Harry Takes Off: Astounding Stories of Adventure (Iron Pegasus Book 1)
Page 10
I relayed the first instruction from our flight plan: one that took us south-east and away from densely populated areas. Should the Albatross crash its “fireworks” would explode with nightmarish ferocity. Our altitude increased steadily, as did our airspeed; soon we were at 200knots and climbing at a comfortable 2000ft/minute. In just half an hour we were set to reach our target of 75,000ft.
Sept 3rd, 1874, 08:03
We achieved 75,000ft. Europe was laid out below us, with heavy cloud cover over Spain and the southern parts of France. Ishar boiled a kettle and we had some tea. I could have taken something a little stronger but at least Ishar makes tea in the British fashion, not the devilish substance they drink in the sub-continent.

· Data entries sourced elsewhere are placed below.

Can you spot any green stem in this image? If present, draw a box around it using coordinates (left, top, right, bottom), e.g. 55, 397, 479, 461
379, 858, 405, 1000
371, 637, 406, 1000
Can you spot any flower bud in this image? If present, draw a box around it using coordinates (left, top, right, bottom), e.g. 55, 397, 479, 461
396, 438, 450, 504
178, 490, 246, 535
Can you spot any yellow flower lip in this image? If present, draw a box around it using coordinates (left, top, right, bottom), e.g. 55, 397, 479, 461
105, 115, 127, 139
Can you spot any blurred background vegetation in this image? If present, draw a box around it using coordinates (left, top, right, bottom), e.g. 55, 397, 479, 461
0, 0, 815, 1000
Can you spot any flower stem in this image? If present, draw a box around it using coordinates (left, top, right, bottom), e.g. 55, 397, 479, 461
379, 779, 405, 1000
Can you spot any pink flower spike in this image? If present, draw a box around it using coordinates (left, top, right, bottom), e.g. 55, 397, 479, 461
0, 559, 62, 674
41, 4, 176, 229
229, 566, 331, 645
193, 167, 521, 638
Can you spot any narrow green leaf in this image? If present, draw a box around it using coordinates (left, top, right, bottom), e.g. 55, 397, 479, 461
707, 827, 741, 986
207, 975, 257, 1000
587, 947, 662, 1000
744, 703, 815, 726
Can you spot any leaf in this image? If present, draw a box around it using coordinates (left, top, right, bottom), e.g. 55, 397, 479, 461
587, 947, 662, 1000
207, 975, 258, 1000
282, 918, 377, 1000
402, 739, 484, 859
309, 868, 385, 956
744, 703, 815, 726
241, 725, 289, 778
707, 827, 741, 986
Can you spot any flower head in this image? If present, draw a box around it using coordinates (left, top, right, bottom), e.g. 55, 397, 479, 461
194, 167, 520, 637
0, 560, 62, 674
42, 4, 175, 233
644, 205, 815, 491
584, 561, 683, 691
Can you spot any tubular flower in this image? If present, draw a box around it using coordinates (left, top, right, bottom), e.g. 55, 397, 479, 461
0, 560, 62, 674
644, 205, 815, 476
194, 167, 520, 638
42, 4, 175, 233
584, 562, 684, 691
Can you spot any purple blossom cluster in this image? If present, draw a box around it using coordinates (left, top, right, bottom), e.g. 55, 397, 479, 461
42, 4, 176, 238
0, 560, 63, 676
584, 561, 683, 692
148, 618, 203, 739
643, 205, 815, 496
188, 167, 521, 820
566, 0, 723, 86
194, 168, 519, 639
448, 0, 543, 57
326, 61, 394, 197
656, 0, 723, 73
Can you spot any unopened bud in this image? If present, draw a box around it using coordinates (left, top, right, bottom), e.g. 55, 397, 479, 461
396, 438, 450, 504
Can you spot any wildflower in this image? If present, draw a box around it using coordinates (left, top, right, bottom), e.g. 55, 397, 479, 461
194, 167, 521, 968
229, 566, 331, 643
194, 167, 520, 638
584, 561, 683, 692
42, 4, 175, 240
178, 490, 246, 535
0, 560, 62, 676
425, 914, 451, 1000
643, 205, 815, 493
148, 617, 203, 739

We verified the status of each system before we activated the first set of rockets. We had tested them in level flight several times, and I have to say that the acceleration was quite strenuous. If you will excuse the levity, I will say it is best not to be drinking tea at that point, and to be firmly strapped in. The addition of straps on our seats ensured there was no repeat of the earlier incident with Dr Cholmondley and the rabbit.
Every action we must carry out had been written out in painstaking detail, derived from the extensive knowledge of the Royal Navy Air Corps then refined and added to by our own experiences. But we had reached the end of our list; from now all experiences would be new, for we were to undertake activities that no man had performed before.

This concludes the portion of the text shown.